Containing an estimated 82 million tonnes of oil, it is believed to be one of the largest discoveries on the Russian Shelf in recent times.
“The field was discovered based on the results of drilling a prospecting and appraisal well at the structure of the same name in the Medynsko-Varandeysky license area.The work was carried out by specialists from RN-Bureniye and RN-Shelf-Arktika (part of Rosneft) using advanced Russian equipment and in accordance with the highest standards of industrial safety and environmental protection.
The resulting oil is light, low-sulfur, low viscosity,” the company said in a statement recently.
As geological explorations continue in the region, the latest Discovery comes at a time when the Western countries remain committed to phase out dependency on Russian energy, including by phasing out or banning the import of Russian oil, due to the ongoing conflict in Ukraine.
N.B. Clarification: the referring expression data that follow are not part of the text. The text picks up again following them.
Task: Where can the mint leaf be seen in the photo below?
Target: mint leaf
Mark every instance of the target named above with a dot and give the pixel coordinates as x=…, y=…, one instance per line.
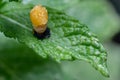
x=70, y=40
x=18, y=62
x=97, y=14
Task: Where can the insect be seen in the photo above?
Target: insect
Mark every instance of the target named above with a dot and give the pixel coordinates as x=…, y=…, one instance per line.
x=39, y=19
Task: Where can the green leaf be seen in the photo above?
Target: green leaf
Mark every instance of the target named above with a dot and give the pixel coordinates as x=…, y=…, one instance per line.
x=97, y=14
x=70, y=40
x=18, y=62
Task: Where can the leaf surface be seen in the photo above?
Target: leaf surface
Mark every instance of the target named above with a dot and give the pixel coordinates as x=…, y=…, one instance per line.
x=69, y=40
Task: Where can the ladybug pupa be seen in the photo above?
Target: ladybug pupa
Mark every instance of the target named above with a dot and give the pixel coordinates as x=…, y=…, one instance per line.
x=39, y=19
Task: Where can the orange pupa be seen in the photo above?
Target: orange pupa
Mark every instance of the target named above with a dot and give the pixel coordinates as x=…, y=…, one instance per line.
x=39, y=18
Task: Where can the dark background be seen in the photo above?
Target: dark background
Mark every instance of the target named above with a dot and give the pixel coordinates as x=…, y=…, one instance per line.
x=116, y=5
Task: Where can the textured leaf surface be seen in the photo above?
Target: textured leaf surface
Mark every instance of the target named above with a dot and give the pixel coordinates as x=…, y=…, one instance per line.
x=97, y=14
x=18, y=62
x=69, y=38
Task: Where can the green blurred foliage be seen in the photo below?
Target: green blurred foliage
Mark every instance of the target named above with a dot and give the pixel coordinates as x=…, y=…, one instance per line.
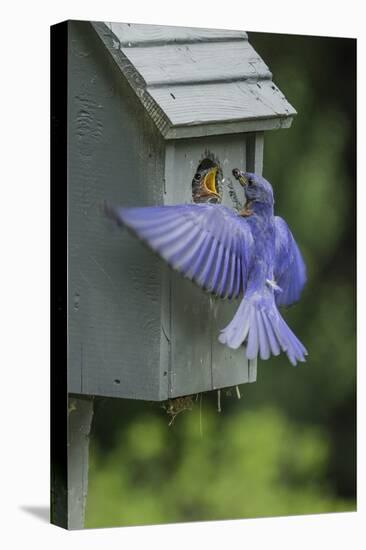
x=288, y=446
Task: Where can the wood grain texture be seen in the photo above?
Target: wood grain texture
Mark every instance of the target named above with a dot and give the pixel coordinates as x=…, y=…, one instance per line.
x=192, y=63
x=202, y=81
x=198, y=361
x=115, y=154
x=131, y=34
x=79, y=423
x=221, y=102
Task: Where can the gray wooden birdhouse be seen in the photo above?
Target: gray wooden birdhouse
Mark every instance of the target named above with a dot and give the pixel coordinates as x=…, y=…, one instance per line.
x=149, y=106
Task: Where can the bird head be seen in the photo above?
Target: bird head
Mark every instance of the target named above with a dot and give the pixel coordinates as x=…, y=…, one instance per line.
x=204, y=185
x=258, y=191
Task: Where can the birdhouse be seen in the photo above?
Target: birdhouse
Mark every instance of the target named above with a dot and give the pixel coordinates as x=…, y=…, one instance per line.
x=148, y=108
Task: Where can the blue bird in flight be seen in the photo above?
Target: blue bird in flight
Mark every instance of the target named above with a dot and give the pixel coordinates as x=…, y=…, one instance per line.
x=251, y=253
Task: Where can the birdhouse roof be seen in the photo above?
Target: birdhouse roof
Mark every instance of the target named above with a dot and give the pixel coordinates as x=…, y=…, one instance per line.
x=196, y=82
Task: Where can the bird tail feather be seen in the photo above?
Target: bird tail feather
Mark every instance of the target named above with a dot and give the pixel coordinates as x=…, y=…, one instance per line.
x=259, y=325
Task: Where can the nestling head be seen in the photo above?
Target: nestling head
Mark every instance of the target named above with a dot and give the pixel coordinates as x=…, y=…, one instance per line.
x=256, y=188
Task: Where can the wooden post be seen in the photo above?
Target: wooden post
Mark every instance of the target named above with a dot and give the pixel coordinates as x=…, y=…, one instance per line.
x=80, y=414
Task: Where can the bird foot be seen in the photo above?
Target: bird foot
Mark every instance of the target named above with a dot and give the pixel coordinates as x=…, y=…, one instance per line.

With Finland and Sweden set to join the North Atlantic Alliance – which Russia says will bring the “Collective West” to its doorstep – it will also be interesting to see how countries manage the natural assets of the Barents Euro-Arctic region.
India, meanwhile, too will be watching the developments closely given its robust and growing bilateral energy cooperation which is a key pillar of the special partnership with Moscow.
Not only that, New Delhi has highlighted the development of the Arctic and the Northern Sea Route, which passes through Pechora Sea waters, through the promotion of investment and trade linkages.India sees the Northern Sea Route becoming a major shipping lane in future.
Russia is the largest investor in India’s oil and gas sector with India encouraging further investments by Russian companies, including Rosneft, GazpromNeft and Sibur.
Indian public sector companies too have made investments in Russia of about US$ 16 billion, including in the Far East and East Siberia, in oil and gas assets such as Sakhalin-1, Vankor and Taas-Yuryakh.
“India is very interested in such large deposits as ours on the Arctic shelf.Relevant negotiations are underway with the Indians.
Gazprom is already supplying liquefied natural gas to India.As part of the visit of Russian President Vladimir Putin last year in December, Rosneft and the Indian company Indian Oil Corporation also signed a major contract for the supply of oil to India.
Indian companies own half of the share in the development of the Vangkor field,” Denis Alipov, the Russian Ambassador to India, had said in an interview to Russia Today in February.
Moscow and New Delhi also continue to have “promising interactions” on the development of maritime trade routes.
“The Indian side is showing undoubted interest in the Northern Sea Route.For our part, we plan that by 2035 the NSR will become a global transport corridor that will connect the Asia-Pacific region with Europe and ensure efficient and safe transportation of goods.
It is 40 per cent shorter than the route through the Suez Canal and makes it eight days faster from the largest ports in the Asia-Pacific region to Rotterdam,” Alipov had commented during the interview.